What is synesthesia?
Q: What is synesthesia?
A: Synesthesia, or synaesthesia, is a condition where the brain mixes up the senses. People who have synesthesia are called synesthetes.
Q: How is it inherited?
A: Synesthesia is usually inherited (called congenital synesthesia), but exactly how people inherit it is unknown.
Q: Can it be caused by other things besides genetics?
A: Yes, synesthesia can also be reported by people using psychedelic drugs, after a stroke, or during an epileptic seizure. It is also reported to be a result of blindness or deafness. This type of synesthesia that comes from events unrelated to genes is called adventitious synesthesia and involves sound being linked to vision or touch being linked to hearing.
Q: Who was Mozart?
A: Mozart was an Austrian composer and musician who lived in the 18th century and composed some of the most famous pieces of music in history.
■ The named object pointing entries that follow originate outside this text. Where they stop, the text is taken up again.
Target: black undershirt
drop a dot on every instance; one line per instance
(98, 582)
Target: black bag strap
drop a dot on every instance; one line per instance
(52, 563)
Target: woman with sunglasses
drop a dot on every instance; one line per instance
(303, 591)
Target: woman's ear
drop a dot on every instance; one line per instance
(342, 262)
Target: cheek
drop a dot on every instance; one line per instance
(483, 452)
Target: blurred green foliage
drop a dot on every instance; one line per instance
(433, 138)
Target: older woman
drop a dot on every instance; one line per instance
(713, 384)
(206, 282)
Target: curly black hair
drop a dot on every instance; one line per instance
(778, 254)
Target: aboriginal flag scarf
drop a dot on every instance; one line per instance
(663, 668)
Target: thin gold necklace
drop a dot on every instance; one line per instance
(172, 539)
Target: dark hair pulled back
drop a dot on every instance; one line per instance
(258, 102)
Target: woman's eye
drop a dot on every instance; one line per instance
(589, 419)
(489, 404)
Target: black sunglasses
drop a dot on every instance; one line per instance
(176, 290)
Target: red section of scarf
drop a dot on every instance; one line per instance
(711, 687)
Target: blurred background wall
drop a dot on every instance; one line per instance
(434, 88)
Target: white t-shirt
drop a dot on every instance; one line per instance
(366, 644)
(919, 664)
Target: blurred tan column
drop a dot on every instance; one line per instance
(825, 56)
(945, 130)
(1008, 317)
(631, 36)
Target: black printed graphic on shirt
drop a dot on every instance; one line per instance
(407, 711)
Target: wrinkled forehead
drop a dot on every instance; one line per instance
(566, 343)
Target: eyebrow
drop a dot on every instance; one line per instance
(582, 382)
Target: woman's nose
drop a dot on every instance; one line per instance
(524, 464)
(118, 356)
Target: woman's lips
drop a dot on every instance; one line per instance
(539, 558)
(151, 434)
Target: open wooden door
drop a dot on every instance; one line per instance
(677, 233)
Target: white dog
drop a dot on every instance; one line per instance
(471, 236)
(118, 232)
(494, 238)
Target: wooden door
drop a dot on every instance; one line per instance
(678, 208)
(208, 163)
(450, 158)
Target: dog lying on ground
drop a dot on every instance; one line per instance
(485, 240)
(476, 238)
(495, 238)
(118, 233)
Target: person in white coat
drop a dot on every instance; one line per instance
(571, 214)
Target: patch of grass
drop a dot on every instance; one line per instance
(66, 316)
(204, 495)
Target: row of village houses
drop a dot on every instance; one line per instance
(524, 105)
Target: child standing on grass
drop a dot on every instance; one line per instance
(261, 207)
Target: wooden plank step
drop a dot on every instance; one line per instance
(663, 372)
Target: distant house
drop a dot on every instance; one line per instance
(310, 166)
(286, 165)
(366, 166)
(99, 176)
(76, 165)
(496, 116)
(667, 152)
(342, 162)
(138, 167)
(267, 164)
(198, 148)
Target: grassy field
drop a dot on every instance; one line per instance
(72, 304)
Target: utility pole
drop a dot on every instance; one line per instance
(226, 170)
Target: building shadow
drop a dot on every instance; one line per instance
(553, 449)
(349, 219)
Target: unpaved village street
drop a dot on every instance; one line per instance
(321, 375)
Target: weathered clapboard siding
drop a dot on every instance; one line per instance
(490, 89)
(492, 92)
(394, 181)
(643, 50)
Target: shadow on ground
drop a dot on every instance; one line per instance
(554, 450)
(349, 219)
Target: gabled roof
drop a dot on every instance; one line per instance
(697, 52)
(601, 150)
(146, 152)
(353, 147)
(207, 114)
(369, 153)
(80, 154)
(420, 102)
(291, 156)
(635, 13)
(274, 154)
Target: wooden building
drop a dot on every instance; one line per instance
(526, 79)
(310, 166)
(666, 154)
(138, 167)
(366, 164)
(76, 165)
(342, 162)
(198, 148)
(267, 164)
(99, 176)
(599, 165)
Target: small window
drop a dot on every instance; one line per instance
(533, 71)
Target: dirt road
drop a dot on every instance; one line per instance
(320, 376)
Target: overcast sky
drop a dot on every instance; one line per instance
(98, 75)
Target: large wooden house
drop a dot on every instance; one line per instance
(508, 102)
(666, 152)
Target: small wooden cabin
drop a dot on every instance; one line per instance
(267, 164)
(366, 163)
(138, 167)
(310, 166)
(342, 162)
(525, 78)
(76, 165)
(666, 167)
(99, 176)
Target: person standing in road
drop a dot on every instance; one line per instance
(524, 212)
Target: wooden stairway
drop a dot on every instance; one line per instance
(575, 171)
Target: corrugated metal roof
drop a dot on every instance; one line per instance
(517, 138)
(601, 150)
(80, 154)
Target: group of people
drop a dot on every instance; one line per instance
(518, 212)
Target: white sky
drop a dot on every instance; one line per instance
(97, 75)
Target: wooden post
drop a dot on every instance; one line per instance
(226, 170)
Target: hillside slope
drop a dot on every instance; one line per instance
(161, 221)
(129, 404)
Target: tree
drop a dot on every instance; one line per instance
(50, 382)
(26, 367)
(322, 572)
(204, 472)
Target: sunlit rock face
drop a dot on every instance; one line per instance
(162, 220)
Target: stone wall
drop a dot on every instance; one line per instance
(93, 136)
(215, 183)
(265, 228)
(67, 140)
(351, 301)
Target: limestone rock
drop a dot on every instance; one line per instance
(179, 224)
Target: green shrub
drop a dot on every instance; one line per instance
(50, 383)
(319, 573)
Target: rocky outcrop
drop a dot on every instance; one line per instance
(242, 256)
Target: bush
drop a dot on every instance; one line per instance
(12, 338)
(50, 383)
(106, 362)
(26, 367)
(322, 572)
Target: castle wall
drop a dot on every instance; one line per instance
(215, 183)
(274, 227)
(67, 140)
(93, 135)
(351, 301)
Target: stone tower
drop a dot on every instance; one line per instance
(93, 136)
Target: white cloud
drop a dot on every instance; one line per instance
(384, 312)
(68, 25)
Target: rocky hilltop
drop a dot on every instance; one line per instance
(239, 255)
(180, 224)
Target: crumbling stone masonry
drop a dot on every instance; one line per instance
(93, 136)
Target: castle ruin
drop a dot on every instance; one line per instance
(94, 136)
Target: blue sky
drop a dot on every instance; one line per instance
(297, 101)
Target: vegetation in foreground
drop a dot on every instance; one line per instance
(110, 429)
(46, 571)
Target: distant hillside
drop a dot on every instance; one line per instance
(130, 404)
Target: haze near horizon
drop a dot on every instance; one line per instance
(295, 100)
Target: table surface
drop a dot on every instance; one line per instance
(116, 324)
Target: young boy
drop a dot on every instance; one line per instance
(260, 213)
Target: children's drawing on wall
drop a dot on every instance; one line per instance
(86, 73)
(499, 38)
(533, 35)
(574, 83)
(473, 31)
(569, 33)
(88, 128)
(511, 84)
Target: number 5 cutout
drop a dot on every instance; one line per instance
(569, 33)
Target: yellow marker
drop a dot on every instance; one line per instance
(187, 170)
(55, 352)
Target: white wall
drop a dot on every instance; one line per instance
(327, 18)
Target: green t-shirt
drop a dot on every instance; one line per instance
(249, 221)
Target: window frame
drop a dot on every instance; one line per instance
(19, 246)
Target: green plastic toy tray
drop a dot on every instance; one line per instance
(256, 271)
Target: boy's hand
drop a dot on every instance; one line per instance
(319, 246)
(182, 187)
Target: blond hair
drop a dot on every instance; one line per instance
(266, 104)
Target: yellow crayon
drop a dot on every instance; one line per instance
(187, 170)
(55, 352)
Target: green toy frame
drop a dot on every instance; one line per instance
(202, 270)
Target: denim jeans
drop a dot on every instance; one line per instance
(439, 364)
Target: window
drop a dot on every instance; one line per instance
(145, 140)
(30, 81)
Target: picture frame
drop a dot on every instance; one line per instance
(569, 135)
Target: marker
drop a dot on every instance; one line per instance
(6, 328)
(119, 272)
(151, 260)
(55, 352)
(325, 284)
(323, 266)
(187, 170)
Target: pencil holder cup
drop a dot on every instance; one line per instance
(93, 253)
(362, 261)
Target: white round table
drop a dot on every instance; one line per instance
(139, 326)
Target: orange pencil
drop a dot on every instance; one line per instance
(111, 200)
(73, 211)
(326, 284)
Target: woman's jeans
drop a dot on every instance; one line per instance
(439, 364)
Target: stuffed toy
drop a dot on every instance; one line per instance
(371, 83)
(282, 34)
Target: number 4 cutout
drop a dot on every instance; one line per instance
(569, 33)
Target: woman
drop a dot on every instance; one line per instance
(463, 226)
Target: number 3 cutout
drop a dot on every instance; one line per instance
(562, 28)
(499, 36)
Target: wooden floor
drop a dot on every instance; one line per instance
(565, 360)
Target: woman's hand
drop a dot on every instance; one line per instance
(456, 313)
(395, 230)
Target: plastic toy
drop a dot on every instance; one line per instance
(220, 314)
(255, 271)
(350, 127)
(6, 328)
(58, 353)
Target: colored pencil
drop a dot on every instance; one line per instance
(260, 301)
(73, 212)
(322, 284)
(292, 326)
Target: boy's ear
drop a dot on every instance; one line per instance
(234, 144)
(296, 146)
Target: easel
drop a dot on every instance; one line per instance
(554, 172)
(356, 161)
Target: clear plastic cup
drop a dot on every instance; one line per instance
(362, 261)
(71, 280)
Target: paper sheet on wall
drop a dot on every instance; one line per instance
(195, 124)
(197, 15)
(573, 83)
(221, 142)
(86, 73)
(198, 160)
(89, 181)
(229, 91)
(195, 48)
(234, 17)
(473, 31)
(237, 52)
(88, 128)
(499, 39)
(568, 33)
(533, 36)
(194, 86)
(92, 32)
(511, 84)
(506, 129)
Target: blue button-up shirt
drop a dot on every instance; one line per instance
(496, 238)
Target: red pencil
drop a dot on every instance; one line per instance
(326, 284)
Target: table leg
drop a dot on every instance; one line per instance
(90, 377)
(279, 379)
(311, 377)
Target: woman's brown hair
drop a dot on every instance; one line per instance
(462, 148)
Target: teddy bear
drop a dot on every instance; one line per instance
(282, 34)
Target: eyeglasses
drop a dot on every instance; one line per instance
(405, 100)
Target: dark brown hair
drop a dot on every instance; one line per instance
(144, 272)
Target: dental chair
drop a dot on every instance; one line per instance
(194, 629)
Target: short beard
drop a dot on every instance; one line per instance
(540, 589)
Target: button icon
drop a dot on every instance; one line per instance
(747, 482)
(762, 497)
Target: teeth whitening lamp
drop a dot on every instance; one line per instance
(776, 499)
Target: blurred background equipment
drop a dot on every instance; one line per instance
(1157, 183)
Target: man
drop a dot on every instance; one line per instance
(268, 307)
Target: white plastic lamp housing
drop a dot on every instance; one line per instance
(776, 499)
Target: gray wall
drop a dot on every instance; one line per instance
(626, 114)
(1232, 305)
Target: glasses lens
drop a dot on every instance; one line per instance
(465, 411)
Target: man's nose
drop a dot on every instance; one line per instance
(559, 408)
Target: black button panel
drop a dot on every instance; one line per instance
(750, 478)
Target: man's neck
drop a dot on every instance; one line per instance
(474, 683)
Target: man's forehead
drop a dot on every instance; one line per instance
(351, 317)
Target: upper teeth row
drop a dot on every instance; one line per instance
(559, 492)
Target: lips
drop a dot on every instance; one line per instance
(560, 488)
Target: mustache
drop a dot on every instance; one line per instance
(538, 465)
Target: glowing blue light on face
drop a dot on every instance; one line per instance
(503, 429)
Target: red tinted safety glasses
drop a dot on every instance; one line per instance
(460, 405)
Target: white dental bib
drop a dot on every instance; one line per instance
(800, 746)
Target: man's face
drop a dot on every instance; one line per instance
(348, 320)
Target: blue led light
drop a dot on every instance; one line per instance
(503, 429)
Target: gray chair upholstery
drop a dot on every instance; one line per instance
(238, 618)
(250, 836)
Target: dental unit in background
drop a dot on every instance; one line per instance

Q: Did Mozart have chromethesia?
A: Yes, some musicians and composers have a form of synesthesia that allows them to "see" music as colors or shapes which is called chromethesia. Mozart reportedly had this form of synesthesia and said that the key of D major had a warm "orangey" sound to it while B-flat minor was blackish and A major was like a rainbow of colors to him.
Q: Who else had color-hearing?
A: Another composer who had color-hearing was the Russian composer Alexander Scriabin who talked with another famous composer Nikolai Rimsky-Korsakov who also had synesthesia about certain musical notes making them think of certain colors in 1907.
Q: What did Scriabin work on with Alexander Mozer?
A:Scriabin worked with Alexander Mozer on creating a color organ which could produce different colored lights based on musical notes played on it.